RAPIDS Accelerator for Apache Spark ML Library Integration
There are cases where you may want to get access to the raw data on the GPU, preferably without copying it. One use case for this is exporting the data to an ML framework after doing feature extraction. To do this we provide a simple Scala utility com.nvidia.spark.rapids.ColumnarRdd
that can be used to convert a DataFrame
to an RDD[ai.rapids.cudf.Table]
. Each Table
will have the same schema as the DataFrame
passed in.
Table
is not a typical thing in an RDD
so special care needs to be taken when working with it. By default, it is not serializable so repartitioning the RDD
or any other operator that involves a shuffle will not work. This is because it is relatively expensive to serialize and deserialize GPU data using a conventional Spark shuffle. In addition, most of the memory associated with the Table
is on the GPU itself. So, each Table
must be closed when it is no longer needed to avoid running out of GPU memory. By convention, it is the responsibility of the one consuming the data to close it when they no longer need it.
val df = spark.sql("""select my_column from my_table""")
val rdd: RDD[Table] = ColumnarRdd(df)
// Compute the max of the first column
val maxValue = rdd.map(table => {
val max = table.getColumn(0).max().getLong
// Close the table to avoid leaks
table.close()
max
}).max()
RMM
You may need to disable RMM caching when exporting data to an ML library as that library will likely want to use all of the GPU’s memory and if it is not aware of RMM it will not have access to any of the memory that RMM is holding.

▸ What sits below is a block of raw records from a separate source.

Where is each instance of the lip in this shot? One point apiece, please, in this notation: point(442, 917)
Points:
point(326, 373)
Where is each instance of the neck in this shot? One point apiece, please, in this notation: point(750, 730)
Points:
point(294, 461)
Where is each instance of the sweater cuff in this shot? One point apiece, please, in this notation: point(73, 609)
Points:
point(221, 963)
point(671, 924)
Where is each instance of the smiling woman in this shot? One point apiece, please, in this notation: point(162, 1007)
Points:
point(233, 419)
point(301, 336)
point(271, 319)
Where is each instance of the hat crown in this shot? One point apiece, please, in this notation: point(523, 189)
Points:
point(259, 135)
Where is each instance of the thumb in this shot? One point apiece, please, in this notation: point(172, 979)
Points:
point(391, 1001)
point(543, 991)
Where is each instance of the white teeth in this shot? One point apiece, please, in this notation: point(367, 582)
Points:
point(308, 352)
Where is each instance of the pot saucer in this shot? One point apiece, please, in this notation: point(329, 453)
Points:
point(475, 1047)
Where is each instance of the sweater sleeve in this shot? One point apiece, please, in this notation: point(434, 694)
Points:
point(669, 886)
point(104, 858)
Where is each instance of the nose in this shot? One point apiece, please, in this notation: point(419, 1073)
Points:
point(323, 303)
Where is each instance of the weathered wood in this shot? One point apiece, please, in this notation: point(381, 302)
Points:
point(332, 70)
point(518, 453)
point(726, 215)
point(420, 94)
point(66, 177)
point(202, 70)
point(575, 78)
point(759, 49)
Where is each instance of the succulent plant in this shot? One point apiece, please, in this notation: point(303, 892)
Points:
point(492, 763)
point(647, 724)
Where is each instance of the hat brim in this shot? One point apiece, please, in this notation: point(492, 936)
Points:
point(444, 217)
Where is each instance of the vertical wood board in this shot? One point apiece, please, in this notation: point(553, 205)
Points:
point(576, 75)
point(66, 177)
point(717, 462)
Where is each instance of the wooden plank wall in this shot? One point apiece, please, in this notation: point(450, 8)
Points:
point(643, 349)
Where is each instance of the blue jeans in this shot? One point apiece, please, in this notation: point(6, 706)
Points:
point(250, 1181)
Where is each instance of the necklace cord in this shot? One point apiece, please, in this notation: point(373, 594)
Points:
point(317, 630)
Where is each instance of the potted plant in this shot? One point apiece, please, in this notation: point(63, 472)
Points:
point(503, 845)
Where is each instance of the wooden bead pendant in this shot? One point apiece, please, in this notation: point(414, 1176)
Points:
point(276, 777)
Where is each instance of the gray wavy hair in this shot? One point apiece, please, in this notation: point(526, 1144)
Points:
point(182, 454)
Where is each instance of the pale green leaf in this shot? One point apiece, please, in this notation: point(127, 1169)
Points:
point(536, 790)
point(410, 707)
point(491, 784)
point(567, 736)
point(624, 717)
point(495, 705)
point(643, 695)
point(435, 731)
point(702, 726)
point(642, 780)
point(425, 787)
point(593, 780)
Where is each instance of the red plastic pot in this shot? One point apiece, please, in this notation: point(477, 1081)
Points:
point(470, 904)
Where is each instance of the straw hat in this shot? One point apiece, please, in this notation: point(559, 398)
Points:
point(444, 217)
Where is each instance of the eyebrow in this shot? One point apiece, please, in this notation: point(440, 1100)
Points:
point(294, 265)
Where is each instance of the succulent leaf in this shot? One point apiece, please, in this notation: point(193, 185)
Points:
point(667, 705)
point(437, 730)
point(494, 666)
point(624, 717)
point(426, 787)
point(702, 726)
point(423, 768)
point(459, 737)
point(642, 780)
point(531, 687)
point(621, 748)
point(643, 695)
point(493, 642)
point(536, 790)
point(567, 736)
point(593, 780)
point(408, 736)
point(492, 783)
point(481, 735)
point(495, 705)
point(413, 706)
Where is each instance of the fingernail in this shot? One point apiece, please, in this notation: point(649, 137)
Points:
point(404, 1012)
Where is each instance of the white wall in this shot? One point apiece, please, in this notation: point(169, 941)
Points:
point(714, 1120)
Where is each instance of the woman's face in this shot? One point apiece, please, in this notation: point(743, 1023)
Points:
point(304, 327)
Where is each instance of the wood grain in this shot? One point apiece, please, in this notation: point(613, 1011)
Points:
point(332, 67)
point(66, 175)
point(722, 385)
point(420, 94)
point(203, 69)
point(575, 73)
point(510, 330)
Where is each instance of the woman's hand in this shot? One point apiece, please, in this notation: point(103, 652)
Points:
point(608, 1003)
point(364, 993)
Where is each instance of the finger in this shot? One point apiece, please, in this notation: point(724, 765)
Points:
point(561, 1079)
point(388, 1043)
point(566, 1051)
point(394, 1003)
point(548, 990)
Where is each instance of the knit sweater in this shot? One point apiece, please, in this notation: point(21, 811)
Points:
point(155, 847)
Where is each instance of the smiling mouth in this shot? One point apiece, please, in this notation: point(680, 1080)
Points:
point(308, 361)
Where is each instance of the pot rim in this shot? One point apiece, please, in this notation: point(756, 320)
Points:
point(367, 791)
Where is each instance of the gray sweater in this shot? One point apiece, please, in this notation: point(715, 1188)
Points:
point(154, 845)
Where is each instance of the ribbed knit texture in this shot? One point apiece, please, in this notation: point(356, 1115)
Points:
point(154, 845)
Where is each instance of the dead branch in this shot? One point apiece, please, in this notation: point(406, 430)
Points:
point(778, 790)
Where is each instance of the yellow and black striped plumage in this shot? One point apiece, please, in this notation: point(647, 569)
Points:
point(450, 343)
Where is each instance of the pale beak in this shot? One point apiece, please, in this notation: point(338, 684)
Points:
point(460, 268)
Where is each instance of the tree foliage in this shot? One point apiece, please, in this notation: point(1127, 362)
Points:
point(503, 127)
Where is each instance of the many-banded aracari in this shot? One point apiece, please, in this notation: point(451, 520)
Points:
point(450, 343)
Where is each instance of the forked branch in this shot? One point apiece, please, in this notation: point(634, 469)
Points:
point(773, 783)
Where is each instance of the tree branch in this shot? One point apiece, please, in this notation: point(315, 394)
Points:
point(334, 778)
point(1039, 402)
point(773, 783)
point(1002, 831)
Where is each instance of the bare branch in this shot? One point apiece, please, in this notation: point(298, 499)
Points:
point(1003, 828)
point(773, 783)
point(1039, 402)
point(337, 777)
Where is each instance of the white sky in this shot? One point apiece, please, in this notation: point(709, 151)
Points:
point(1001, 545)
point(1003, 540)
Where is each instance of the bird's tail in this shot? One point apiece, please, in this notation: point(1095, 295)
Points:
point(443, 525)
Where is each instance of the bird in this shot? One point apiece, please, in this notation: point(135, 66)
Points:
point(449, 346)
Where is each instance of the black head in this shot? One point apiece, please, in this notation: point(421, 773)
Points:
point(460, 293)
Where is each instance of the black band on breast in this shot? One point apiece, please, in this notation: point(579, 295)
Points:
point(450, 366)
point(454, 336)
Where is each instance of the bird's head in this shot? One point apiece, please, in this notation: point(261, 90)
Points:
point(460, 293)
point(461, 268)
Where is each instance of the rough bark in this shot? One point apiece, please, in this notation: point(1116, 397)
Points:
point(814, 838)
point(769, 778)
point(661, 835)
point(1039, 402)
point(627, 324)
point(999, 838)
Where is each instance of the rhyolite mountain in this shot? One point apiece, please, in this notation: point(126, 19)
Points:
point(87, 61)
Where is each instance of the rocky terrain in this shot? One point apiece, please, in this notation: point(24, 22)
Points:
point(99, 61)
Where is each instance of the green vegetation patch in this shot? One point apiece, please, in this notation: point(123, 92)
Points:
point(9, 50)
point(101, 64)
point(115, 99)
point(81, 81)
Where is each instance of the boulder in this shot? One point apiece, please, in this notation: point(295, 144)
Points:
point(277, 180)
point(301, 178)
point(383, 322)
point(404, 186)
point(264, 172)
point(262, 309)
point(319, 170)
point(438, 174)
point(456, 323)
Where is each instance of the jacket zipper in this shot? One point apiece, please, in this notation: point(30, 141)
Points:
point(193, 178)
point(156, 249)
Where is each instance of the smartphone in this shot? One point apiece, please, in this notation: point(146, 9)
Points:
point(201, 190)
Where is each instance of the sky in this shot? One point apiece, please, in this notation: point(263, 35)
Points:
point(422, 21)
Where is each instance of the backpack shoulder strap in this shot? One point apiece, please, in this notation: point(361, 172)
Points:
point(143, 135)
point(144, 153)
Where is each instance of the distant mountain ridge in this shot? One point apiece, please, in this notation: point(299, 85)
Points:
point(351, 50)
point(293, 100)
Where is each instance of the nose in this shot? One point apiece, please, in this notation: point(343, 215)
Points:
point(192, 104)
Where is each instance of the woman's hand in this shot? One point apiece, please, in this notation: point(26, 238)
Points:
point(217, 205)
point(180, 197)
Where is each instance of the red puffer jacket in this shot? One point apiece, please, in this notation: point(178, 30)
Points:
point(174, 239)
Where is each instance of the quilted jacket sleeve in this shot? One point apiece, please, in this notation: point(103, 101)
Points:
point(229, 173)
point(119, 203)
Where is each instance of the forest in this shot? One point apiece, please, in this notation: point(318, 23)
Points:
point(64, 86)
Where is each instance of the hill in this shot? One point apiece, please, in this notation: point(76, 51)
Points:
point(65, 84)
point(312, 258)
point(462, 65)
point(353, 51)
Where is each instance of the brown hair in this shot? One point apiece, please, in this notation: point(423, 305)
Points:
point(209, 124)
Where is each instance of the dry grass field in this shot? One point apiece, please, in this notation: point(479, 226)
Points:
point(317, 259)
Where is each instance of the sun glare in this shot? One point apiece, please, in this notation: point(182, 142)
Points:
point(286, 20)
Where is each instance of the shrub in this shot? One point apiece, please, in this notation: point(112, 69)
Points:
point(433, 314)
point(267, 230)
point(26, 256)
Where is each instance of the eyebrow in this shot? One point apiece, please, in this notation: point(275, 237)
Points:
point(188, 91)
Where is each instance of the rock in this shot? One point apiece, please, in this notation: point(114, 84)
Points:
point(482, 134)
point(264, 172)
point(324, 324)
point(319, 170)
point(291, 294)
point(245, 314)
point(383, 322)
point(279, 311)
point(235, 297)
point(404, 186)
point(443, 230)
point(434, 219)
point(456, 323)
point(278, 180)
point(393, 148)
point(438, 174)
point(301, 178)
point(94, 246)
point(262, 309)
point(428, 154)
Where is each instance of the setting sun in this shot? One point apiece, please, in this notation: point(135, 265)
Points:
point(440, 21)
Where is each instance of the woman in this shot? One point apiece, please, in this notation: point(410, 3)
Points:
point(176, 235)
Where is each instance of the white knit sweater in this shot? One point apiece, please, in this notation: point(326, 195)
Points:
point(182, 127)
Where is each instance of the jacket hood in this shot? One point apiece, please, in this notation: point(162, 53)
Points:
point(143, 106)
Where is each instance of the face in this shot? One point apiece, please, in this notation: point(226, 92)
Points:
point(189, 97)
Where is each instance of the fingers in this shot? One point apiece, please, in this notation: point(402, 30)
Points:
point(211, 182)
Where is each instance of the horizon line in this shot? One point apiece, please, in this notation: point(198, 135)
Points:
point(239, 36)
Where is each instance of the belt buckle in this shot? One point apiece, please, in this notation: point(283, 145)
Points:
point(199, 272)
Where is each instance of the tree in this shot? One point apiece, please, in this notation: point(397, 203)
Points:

Spark ML Algorithms Supported by RAPIDS Accelerator
The spark-rapids-examples repository provides a working example of accelerating the transform
API for Principal Component Analysis (PCA). The example leverages the RAPIDS accelerated UDF interface to provide a native implementation of the algorithm. The details of the UDF implementation can be found in the spark-rapids-ml repository.